Block codes were first used in communications, but these block codes were not efficient when comparing to the Shannon limit. More efficient channel codes have been developed on the basis of trellis coding. A trellis encoder includes a Finite State Machine (FSM) and typically a signal mapper. The trellis is generated by the FSM, while code words are binary sequences that are one-to-one mappings of all distinct paths on the trellis by the signal mapper. When a special input sequence is transmitted, the path corresponding to this input sequence is found on the trellis, and the code word generated by the signal mapper. On the decoding side, a maximum likelihood (ML) decoder as a Viterbi decoder or a Maximum a Posteriori (MAP) decoder converts the received code words into the input sequence.
One important parameter of the Finite State Machine is the memory length m that decides the trellis. The most widely used trellis codes include convolutional codes and turbo codes, as noted in many teachings, including the IEEE technical paper entitled, “Modulation Encoding For Linear Gaussian Channels,” IEEE Transactions on Information Theory, Volume 44, No. 6, October 1998, the disclosure which is hereby incorporated by reference in its entirety.
Other examples of trellis coding, the use of convolutional codes, and convolutional encoders are disclosed in U.S. Pat. Nos. 5,706,312; 6,108,374; 6,215,827 assigned to Lucent Technologies; and 6,347,122 assigned to Agere Systems, the disclosures which are hereby incorporated by reference in their entirety.

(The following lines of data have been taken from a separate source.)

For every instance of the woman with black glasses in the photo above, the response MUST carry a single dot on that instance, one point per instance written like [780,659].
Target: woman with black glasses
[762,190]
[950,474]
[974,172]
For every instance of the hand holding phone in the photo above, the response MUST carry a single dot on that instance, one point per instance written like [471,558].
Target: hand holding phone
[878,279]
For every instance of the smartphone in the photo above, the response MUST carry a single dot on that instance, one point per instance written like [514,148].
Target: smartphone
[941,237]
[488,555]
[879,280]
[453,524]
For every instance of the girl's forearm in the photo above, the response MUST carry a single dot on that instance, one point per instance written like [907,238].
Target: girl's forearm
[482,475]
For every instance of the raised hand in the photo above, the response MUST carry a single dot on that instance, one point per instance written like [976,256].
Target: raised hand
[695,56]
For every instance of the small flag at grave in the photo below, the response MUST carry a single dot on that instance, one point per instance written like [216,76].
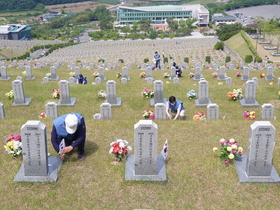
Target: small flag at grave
[164,151]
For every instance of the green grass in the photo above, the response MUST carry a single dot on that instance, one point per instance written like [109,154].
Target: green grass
[196,177]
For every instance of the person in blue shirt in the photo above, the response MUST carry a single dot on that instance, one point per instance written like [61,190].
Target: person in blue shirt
[157,58]
[82,79]
[175,106]
[70,127]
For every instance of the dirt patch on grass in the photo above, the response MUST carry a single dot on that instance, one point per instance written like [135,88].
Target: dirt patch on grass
[74,7]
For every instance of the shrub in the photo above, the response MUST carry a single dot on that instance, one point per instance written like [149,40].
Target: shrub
[248,58]
[208,59]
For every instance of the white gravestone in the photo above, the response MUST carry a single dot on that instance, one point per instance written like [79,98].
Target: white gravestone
[145,164]
[160,113]
[257,166]
[267,112]
[65,99]
[158,93]
[4,73]
[51,110]
[36,166]
[212,112]
[106,111]
[2,111]
[112,94]
[250,94]
[203,99]
[19,98]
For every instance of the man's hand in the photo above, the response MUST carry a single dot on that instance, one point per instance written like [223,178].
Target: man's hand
[67,149]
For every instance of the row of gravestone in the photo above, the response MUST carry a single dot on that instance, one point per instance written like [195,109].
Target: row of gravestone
[145,164]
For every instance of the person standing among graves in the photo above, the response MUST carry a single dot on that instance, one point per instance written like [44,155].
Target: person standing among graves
[157,58]
[82,79]
[175,106]
[72,129]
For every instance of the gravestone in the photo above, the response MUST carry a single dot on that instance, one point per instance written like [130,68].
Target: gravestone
[53,73]
[51,110]
[160,111]
[123,80]
[36,166]
[176,80]
[125,73]
[4,73]
[19,98]
[106,111]
[145,164]
[269,74]
[158,93]
[29,73]
[2,111]
[245,75]
[228,81]
[267,112]
[65,99]
[222,74]
[212,112]
[46,80]
[97,80]
[112,94]
[101,73]
[257,166]
[203,99]
[250,94]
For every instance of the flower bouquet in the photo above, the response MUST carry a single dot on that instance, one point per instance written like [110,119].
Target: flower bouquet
[148,114]
[143,74]
[262,75]
[118,75]
[43,115]
[13,145]
[229,150]
[147,93]
[199,116]
[120,149]
[249,115]
[95,74]
[166,75]
[215,74]
[55,93]
[191,75]
[102,94]
[191,94]
[238,74]
[235,94]
[10,94]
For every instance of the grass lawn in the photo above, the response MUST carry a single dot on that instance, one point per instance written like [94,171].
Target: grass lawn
[196,177]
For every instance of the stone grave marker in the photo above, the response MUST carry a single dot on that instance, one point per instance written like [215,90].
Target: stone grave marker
[4,73]
[51,110]
[36,166]
[158,93]
[212,112]
[267,112]
[257,166]
[65,99]
[250,94]
[2,111]
[106,111]
[203,99]
[160,111]
[19,97]
[112,94]
[29,73]
[145,164]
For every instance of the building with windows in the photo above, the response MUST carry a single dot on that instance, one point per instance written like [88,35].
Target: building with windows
[15,32]
[159,14]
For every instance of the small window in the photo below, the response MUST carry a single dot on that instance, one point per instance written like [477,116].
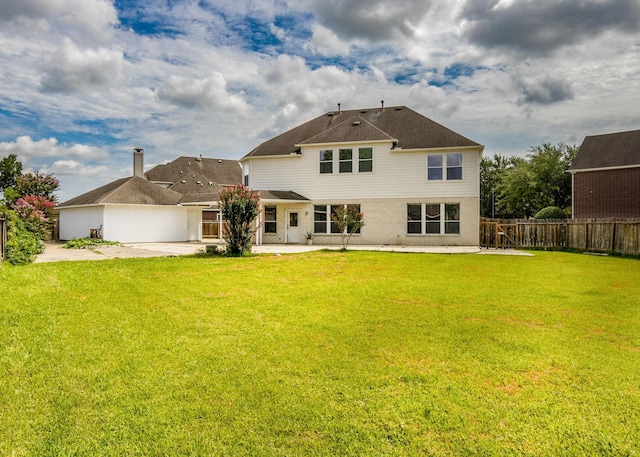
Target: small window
[334,226]
[326,161]
[365,160]
[454,166]
[320,219]
[270,219]
[345,158]
[434,167]
[432,223]
[350,228]
[452,218]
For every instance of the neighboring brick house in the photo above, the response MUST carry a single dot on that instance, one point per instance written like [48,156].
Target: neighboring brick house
[606,176]
[177,201]
[416,181]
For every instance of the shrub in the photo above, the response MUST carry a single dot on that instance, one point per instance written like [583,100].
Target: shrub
[239,208]
[22,245]
[550,212]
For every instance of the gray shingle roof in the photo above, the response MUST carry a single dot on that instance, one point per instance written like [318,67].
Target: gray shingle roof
[133,190]
[196,172]
[608,151]
[411,129]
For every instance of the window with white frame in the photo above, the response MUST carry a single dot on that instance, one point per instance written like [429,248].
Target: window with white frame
[326,161]
[270,219]
[365,160]
[444,167]
[345,160]
[322,221]
[433,218]
[245,174]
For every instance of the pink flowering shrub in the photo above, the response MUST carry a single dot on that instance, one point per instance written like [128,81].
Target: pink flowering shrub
[36,213]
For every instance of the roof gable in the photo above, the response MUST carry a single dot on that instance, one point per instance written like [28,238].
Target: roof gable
[611,150]
[353,129]
[219,171]
[411,130]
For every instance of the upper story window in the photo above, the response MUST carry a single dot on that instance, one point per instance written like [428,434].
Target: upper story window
[347,160]
[365,160]
[345,157]
[245,174]
[326,161]
[444,167]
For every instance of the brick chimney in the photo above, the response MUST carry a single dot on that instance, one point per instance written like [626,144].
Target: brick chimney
[138,162]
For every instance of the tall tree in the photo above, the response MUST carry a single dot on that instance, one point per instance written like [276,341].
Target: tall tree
[526,185]
[10,170]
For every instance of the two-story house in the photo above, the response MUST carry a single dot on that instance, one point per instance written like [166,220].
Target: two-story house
[416,181]
[605,176]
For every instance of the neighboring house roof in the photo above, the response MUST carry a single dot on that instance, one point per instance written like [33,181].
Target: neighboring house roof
[280,195]
[612,150]
[133,190]
[219,171]
[184,180]
[410,129]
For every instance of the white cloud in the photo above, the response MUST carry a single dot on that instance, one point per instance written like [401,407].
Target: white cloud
[327,43]
[30,152]
[95,19]
[74,169]
[73,69]
[209,93]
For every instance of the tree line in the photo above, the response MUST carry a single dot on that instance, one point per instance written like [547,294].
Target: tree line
[537,185]
[28,203]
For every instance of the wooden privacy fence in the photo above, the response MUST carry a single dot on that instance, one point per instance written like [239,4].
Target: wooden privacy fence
[3,235]
[619,235]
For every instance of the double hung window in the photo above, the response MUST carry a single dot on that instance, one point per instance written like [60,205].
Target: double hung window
[345,158]
[365,160]
[326,161]
[323,221]
[444,167]
[433,219]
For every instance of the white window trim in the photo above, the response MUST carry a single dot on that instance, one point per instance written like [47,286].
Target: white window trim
[423,220]
[328,221]
[355,161]
[444,167]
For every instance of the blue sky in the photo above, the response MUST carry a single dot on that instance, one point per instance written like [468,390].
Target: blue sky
[82,82]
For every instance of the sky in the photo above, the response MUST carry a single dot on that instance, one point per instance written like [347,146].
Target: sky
[83,82]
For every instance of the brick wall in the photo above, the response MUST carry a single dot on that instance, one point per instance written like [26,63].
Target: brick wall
[607,193]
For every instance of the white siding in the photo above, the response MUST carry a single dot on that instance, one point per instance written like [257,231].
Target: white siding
[396,174]
[132,223]
[78,222]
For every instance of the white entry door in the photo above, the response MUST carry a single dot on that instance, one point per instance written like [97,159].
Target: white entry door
[293,229]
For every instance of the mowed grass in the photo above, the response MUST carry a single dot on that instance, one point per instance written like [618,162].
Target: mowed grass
[326,353]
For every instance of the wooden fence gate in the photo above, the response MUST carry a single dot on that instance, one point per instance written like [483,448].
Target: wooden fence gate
[3,235]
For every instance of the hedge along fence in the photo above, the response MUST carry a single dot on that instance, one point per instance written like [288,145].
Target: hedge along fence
[604,235]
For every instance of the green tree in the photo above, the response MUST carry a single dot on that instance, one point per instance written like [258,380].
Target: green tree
[239,209]
[491,172]
[529,184]
[10,169]
[349,220]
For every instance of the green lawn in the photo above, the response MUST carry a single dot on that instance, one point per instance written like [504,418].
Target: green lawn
[326,353]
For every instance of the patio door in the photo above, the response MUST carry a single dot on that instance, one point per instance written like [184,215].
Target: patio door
[293,229]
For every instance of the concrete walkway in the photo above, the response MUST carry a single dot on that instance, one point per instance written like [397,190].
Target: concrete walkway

Among the different convolutional codes, it is known that some exhibit a characteristic behavior known as catastrophic error propagation. In other words, in catastrophic codes, a finite sequence of errors in the receive signal sequence could result in an infinite sequence of decoding errors. This happens when there is a sequence of input such that the corresponding state sequence starts and ends at the same state while the output code sequence consists of all zeros. An example is the input sequence which consists of all ones, while generator polynomials have an even number of ones. Thus, many signal errors in transmission could occur with this type of coding.